Upham's Corner Online

Poetry from Cape Verde

Posted: October 19, 2011     Nancy J Conrad

On October 22, 2011 the Dorchester Arts Collaborative included an all-afternoon set of poetry readings at the Pilgrim Church as part of their Open Studios 2011.
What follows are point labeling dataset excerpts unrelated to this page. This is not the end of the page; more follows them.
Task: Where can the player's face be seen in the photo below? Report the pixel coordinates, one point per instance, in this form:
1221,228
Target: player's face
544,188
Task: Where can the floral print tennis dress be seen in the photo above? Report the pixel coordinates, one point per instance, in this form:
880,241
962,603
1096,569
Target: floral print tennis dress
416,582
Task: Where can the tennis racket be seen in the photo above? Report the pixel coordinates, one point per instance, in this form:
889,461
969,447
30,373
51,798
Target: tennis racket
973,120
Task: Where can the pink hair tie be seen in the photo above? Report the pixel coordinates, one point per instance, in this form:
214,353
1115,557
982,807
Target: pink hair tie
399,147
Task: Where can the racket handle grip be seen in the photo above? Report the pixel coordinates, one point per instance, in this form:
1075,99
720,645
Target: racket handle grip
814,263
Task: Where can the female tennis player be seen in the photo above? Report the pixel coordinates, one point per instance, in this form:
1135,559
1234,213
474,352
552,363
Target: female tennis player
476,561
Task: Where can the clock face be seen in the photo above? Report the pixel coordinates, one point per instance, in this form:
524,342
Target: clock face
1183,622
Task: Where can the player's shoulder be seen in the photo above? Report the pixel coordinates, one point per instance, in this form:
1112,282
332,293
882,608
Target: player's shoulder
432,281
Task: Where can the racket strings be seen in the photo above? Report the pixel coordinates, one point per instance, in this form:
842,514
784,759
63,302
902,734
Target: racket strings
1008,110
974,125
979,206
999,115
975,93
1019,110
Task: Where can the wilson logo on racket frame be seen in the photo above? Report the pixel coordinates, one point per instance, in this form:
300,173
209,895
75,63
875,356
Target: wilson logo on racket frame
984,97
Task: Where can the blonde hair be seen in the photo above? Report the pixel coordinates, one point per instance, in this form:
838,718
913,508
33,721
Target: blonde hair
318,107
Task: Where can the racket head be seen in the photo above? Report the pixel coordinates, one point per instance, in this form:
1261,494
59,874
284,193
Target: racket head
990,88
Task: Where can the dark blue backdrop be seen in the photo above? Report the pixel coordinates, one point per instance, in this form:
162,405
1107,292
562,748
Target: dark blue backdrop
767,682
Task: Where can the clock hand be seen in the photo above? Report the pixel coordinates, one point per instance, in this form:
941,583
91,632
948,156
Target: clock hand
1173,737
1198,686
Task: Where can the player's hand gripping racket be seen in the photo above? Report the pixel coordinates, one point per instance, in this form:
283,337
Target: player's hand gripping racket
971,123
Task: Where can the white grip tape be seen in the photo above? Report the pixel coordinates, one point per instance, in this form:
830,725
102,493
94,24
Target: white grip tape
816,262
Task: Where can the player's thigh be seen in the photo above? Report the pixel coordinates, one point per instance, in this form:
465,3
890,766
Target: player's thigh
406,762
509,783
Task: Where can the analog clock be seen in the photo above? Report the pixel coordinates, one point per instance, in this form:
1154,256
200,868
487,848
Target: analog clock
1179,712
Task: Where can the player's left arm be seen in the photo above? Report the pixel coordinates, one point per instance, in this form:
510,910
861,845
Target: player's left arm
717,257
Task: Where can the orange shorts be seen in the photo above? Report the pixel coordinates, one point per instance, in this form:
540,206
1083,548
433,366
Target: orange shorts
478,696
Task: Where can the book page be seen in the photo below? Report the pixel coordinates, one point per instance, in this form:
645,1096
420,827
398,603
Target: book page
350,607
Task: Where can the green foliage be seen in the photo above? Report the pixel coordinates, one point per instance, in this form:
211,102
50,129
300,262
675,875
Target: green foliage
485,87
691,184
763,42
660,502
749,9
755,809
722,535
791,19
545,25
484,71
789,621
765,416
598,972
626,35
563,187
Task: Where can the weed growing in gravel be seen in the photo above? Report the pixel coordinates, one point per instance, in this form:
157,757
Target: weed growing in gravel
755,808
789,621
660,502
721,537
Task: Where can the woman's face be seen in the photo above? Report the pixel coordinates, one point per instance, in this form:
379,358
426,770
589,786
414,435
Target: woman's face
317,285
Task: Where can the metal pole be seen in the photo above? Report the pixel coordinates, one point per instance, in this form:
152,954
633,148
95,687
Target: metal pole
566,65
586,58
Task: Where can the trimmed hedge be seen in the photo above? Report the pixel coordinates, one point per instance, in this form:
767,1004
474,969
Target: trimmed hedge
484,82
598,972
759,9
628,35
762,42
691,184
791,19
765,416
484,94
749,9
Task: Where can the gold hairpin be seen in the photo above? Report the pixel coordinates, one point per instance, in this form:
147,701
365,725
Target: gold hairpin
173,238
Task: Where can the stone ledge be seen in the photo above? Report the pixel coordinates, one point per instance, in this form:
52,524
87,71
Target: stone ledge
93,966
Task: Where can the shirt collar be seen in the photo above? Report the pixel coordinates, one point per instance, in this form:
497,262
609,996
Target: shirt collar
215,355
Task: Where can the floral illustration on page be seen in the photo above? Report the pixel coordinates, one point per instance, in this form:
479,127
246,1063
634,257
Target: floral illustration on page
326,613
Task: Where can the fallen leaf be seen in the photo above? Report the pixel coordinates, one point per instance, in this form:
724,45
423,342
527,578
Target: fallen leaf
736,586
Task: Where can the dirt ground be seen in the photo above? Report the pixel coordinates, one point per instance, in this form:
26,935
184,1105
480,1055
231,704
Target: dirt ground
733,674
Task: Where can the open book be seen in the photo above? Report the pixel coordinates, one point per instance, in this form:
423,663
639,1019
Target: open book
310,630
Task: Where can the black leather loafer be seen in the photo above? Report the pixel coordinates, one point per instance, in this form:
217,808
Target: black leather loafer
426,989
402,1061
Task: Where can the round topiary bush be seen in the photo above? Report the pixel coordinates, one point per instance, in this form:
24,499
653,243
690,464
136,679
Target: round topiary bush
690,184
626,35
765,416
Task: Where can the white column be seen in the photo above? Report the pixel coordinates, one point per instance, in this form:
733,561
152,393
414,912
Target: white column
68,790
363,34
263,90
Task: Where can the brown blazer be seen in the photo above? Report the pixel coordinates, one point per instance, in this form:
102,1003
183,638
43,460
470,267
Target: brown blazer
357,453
The Upham's Corner Improvement Association (UCIA) organized a set of four multi-cultural and multi-language poetry readings.  Daniel Correia read poetry in Cape Verdean Creole.
BATUKU 

Nha fla-m, Nha Dunda, kus'e k'e batuku?
Nha nxina mininu kusa k'e ka sabe.
  
Nha fidju, batuku N ka se kusa.
Nu nase nu atxa-l.
Nu ta more nu ta dexa-l.
E lonji sima seu,
fundu sima mar,
rixu sima rotxa.
E usu-l tera, sabi nos genti.


Mosias na terreru
tornu finkadu, txabeta rapikadu,
Korpu ali N ta bai.
N ka bai. Aima ki txoma-m.
Nteradu duzia duzia na labada,
mortadjadu sen sen na pedra-l sistensia,
bendedu mil mil na Sul-a-Baxu,
kemadu na laba di burkan,
korpu ta matadu, aima ta fika.

Aima e forsa di batuku.
Na batuperiu-l fomi,
na sabi-l teremoti,
na sodadi-l fidju lonji,
batuku e nos aima.
Xinti-l, nha fidju.
Kenha ki kre-nu, kre batuku.
Batuku e nos aima! 

- Kaoberdiano Dambara
 (1964-Felisberto Vieira Lopes)
BATUKU (transl.) 

Tell me, Nha Dunda, what is Batuku?
Teach the children what they don't know.
   
My children, I don't know what butuku is.
We were born and we found it here.
We will die and we will leave it here.
It's off in the distance like the sky.
It's deep as the ocean,
hard as rock.
It is the ways of the land,
And it feels so fine, let me tell you.
 
Young girls on the dancing floor
with their hips ready to dance
under the clapping of txabeta*
the body ready to die,
but I won't die.
The soul is calling me
to dance batuku.


There were dozens and dozens of people
buried in a common grave.
Hundreds and hundreds of people buried
 in a shroud of stone in the disaster
of the Assistencia.**
Thousands and thousands of Cape Verdeans
forced to labor in Sao Tome,
some were burned in the lava of the volcano.
The body dies but the spirit stays.
The soul is the strength of the batuku,
in the time famine,
in the sharing of excitement,
in the longing for the son gone away,
batuku is our soul.
Feel it, my children,
Those who love us, love batuku.
Batuku is our soul!
 
--- Kaoberdiano Dambara
 (translation Manuel DaLuz Goncalves)
Cape Verde Islands


Notes:

* Txabeta (tchabeta) refers to the rapid, synchronized hand clapping with open palms against cushions held tightly between the knees while someone dances the batuku. 

** "Assistencia" was the popular name of the colonial government's soup kitchen and welfare building in Praia. The walls of the building were made of round boulders gathered on the beach and held together with very little cement. One day in the 1940s the building collapsed, crushing hundreds of people. The incident is a metaphor for colonial neglect in Cape Verde.